Projects

Specific Aim 1: Pioneer novel technologies to enable regulome analysis from minute biosamples

We will pioneer a suite of interrelated methods that will enable genomic localizations of hundreds of trans-acting regulators to be enumerated from minute samples on a rapid timescale suitable for clinical decision-making. These include (i) a new transposase-based method to map open chromatin, transcription factor binding, nucleosome position, and chromatin compaction; (ii) comprehensive maps of long noncoding RNA-chromatin interactions These technologies will yields 10,000 to 1 million-fold improvement in input requirement and speed, or deliver new regulatory information with unprecedented precision and comprehensiveness. We designed methods that will cross-fertilize one another, such that success with one method makes the others easier to solve.

Specific Aim 2: Develop methods to enumerate allele-specific personal genetic and epigenetic variations

Genome regulation occurs in the context of variations in DNA sequence, modification, and structure, which reflect a person’s genetic heritage and accumulated epigenetic changes over life. We will develop novel methods to reveal (i) phased allele-specific DNA copy number and structural variations; (ii) phased and strand-specific DNA methylomes; (iii) higher order chromosome interactions; (iv) long RNA reads for allelic and isoform assignment. Multi-dimensional allelic interrogation will uniquely enable robust calls and causal linkage between cis variants in the DNA template to transcriptional output.
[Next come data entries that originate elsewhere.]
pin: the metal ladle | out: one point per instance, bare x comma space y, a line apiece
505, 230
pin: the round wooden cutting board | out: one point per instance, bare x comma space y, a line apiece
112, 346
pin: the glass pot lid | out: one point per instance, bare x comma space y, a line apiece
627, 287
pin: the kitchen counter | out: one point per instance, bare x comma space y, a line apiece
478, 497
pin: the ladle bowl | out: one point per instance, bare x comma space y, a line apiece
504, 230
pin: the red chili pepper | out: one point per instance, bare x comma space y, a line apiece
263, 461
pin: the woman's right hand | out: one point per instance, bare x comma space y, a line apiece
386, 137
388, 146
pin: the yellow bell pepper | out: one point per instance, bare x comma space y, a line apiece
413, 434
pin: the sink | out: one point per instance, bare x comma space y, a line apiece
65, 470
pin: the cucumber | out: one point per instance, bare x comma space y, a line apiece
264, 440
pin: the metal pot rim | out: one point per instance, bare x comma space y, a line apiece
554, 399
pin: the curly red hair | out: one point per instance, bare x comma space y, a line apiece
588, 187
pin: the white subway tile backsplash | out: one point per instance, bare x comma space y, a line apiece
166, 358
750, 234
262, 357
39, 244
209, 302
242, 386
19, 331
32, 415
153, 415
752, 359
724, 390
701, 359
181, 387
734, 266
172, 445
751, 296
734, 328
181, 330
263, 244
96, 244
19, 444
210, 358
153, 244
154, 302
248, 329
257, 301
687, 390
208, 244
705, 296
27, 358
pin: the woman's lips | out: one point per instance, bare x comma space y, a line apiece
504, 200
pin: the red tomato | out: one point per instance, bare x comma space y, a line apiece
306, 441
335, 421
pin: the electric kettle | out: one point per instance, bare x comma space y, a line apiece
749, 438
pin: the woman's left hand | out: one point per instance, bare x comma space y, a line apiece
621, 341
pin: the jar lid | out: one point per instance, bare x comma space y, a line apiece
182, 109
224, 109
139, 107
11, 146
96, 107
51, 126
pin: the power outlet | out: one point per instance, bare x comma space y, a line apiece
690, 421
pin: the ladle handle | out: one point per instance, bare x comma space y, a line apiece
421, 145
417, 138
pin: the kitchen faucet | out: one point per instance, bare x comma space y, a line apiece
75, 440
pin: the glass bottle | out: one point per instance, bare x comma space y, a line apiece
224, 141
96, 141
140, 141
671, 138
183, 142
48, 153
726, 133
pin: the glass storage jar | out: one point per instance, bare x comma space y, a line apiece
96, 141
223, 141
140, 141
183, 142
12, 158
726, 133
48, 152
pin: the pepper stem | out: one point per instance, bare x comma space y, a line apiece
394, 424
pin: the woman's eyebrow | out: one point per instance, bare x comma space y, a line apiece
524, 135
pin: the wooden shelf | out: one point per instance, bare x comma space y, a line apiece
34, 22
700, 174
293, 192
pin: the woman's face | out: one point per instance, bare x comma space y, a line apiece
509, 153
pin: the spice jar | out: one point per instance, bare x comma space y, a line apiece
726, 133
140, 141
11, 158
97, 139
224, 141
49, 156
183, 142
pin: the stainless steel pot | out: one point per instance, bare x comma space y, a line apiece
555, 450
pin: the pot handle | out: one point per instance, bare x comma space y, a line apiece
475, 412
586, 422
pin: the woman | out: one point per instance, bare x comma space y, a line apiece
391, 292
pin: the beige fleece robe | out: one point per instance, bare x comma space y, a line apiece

Specific Aim 3: Develop integrated bioinformatics tools for personal regulomes and validate regulatory insights

We will create methods for extracting functional gene regulatory elements, their cognate regulators, and target genes from the massive amounts of novel data types. We will devise methods to integrate the diverse epigenomic measurements to infer (i) causal regulators and specific regulatory elements affecting gene expression; (ii) key dynamic and disease-specific features based on temporal data of the same individuals. We will validate these regulatory insights by perturbing specific elements and regulators and repeating the regulome analysis, iteratively refining the model to ensure comprehensiveness and accuracy.

Specific Aim 4: Pilot personal regulomes from three tissue types

We will collect multidimensional and cell type specific regulomic data from human biopsies of blood, skin, and brain, representing a liquid tissue and two complex solid tissues. These driving biological projects will motivate the optimization of experimental and analytical pipeline all the way from clinical sample collection to data output. For each tissue type, we aim to derive cell-type specific and intercellular regulatory networks, predicting key regulators and the cis-elements. These experiments will provide an excellent cross section of challenges and solutions for applying personalized regulomics broadly on all tissue types and disease states. 

Specific Aim 5: Disseminate methods and concepts of personal regulomes

We and our Training Core will broadly disseminate technologies and concepts developed at the Center to our local and the entire biomedical community.